The Making of a Router

Justin M. Streiner streiner at cluebyfour.org
Fri Dec 27 12:23:36 UTC 2013


On Thu, 26 Dec 2013, Andrew D Kirch wrote:

> If he can afford a 10G link... he should be buying real gear...  I mean, 
> look, I've got plenty of infrastructure horror stories, but lets not cobble 
> together our own 10gbit solutions, please?  At least get one of the new 
> microtik CCR's with a 10gig sfp+?  They're only a kilobuck... If you can't 
> afford that I suggest you can't afford to be an ISP.

+1

Build-your-own routers are perfectly OK for a lab environment if you want 
to tinker with something, but I absolutely would not put an all-in-one box 
that I built myself in production.  You end up combining some of the 
downsides of a hardware-based router with some of the downsides of a 
server (new attack vectors, another device that needs to be backed up, 
patched, and monitored, possibly getting a new collection of devices and 
drivers to play nicely with each other, etc).

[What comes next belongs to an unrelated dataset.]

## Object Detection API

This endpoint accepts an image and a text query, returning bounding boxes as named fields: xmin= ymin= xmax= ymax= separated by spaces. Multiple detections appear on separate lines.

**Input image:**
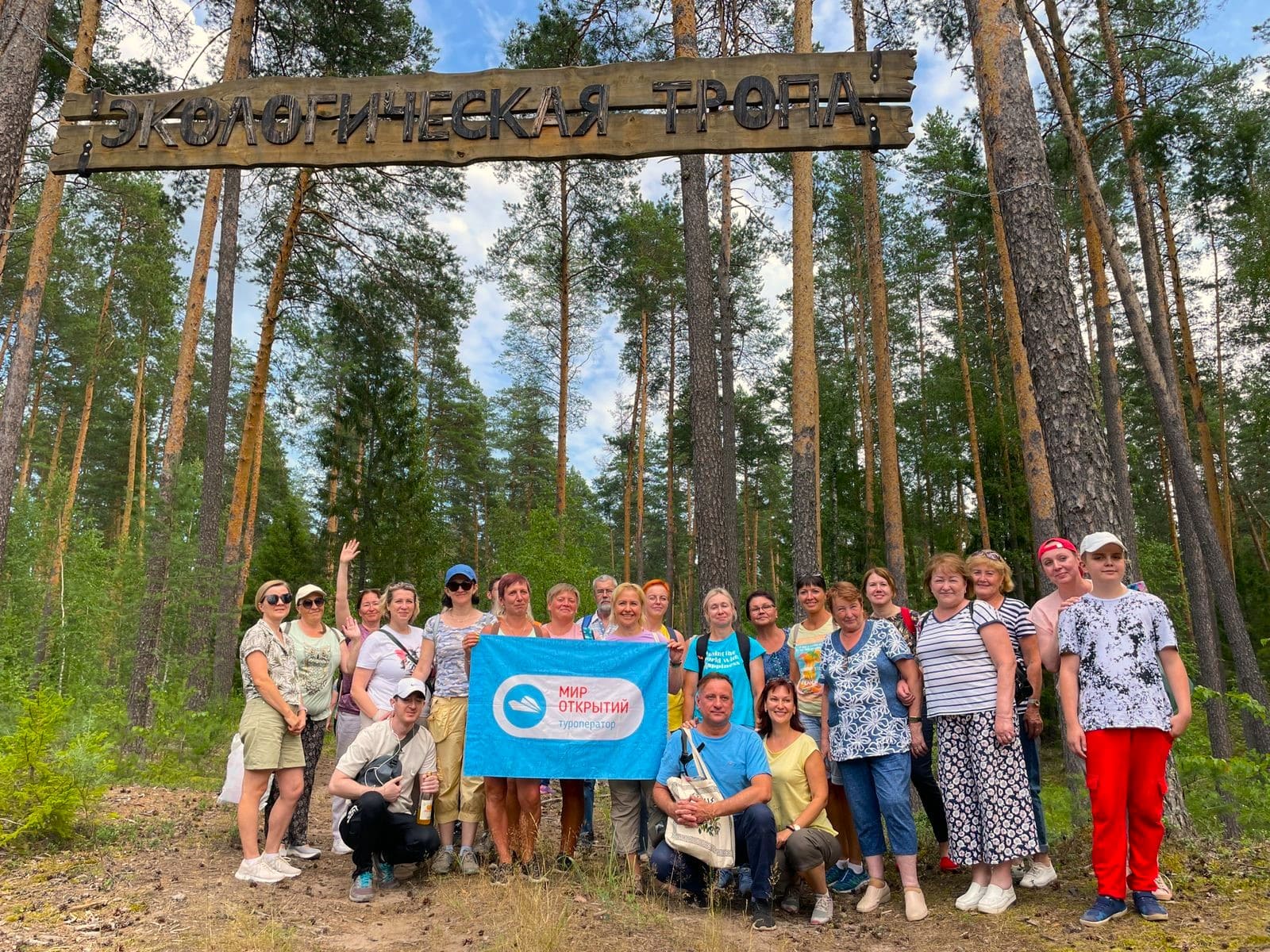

Doing this also requires all of the people in your on-call rotation to be 
experienced sysadmins / server ops, in addition to being experiences 
network engineers / NOC ops.  There are a lot of occasions with a server 
where 'just reboot it' can make a problem much worse.

Route servers running Linux or *BSD are another story.  There are many 
situations where they can be extremely useful, but they are not all-in-one 
route server/RADIUS/VPN termination/web server/user shell boxes.